In cases where a model is high variance, adding in more data points can actually improve it significantly. If such a model is encountered, the idea that more big data means better machine learning would be an accurate one. However, not every model follows the high variance type. Some models are referred to as high bias, which is a model that appears to be too simple when looking at the data. Adding more data to the model won’t make it any more accurate and could just muddy up the waters, so to speak.
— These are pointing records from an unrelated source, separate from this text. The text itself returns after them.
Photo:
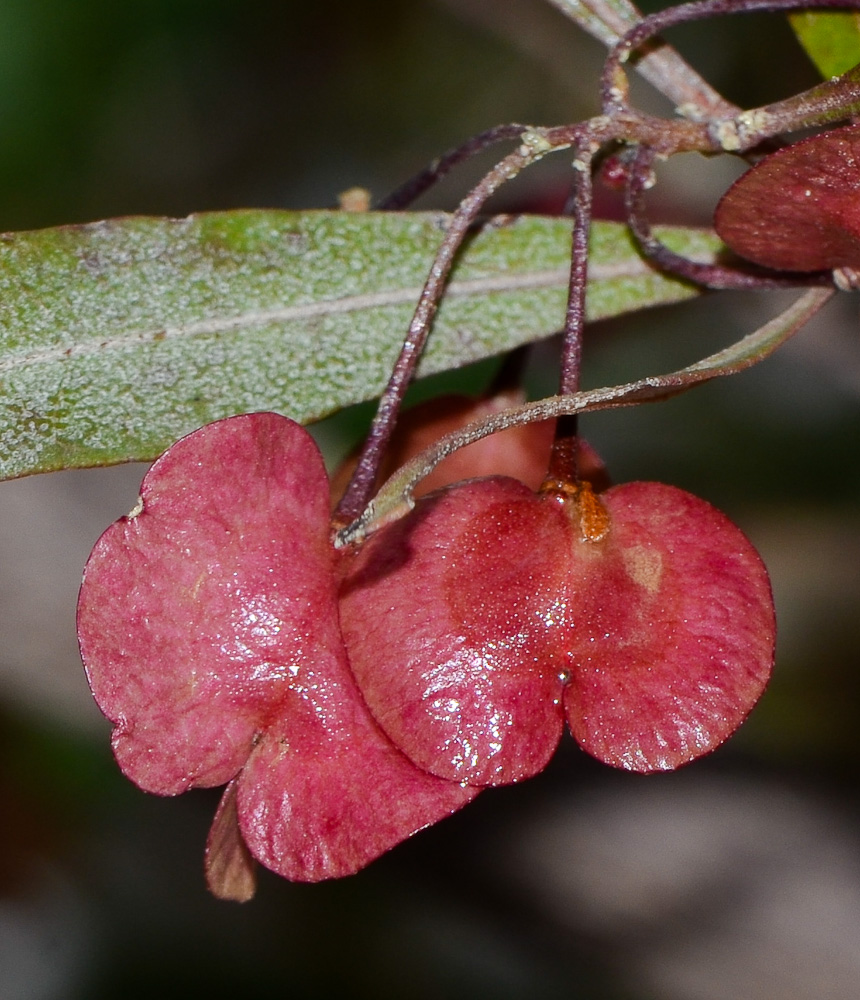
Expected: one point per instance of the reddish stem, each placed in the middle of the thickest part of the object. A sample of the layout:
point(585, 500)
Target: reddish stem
point(564, 460)
point(363, 481)
point(412, 189)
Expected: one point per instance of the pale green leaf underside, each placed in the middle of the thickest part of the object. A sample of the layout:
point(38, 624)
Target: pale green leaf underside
point(831, 39)
point(118, 337)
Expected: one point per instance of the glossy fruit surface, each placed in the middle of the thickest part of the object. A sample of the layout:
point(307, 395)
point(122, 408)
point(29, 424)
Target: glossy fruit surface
point(799, 208)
While it should be noted that more data doesn’t always lead to improved machine learning, one thing that can’t be overlooked is the importance of the quality of the data. Having better data on hand can in many circumstances be even more crucial to positive results than having a larger amount of data. This usually requires cleaning the data that has been collected, ensuring that each data point is needed for the task at hand. With the right sampling available, having high quality data is the result, making machine learning that much more effective.
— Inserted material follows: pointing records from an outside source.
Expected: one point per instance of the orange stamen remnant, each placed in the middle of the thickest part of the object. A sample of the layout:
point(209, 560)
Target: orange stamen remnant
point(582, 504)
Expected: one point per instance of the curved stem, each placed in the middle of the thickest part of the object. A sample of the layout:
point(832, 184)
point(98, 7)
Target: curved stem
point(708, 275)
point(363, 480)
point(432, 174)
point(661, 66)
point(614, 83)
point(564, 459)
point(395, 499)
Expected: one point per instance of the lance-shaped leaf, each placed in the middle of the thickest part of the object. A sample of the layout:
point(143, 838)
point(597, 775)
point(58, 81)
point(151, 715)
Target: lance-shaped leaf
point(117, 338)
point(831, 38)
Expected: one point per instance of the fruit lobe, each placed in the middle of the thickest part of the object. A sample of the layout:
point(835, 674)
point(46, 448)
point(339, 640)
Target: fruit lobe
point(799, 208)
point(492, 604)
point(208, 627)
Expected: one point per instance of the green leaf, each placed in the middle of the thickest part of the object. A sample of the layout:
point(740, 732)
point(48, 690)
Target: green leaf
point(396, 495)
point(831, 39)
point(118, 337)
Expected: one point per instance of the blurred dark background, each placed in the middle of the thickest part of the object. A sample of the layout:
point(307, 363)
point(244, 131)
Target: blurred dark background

The machine learning phenomenon will likely not be dying out any time soon. As businesses get used to the idea, they’re only likely to keep using it even more. That, combined with the push to adopt big data analytics solutions, means people will be looking to make machine learning a permanent part of their organizations. As businesses embrace new technologies, from software defined storage to converged infrastructure, they’ll find ways to put machine learning to good use. However they decide to do that, big data will need to be part of the equation. Much can be accomplished by mixing big data in with machine learning. It all boils down to making sure machine learning reaches its full potential, and without big data, that will likely never happen.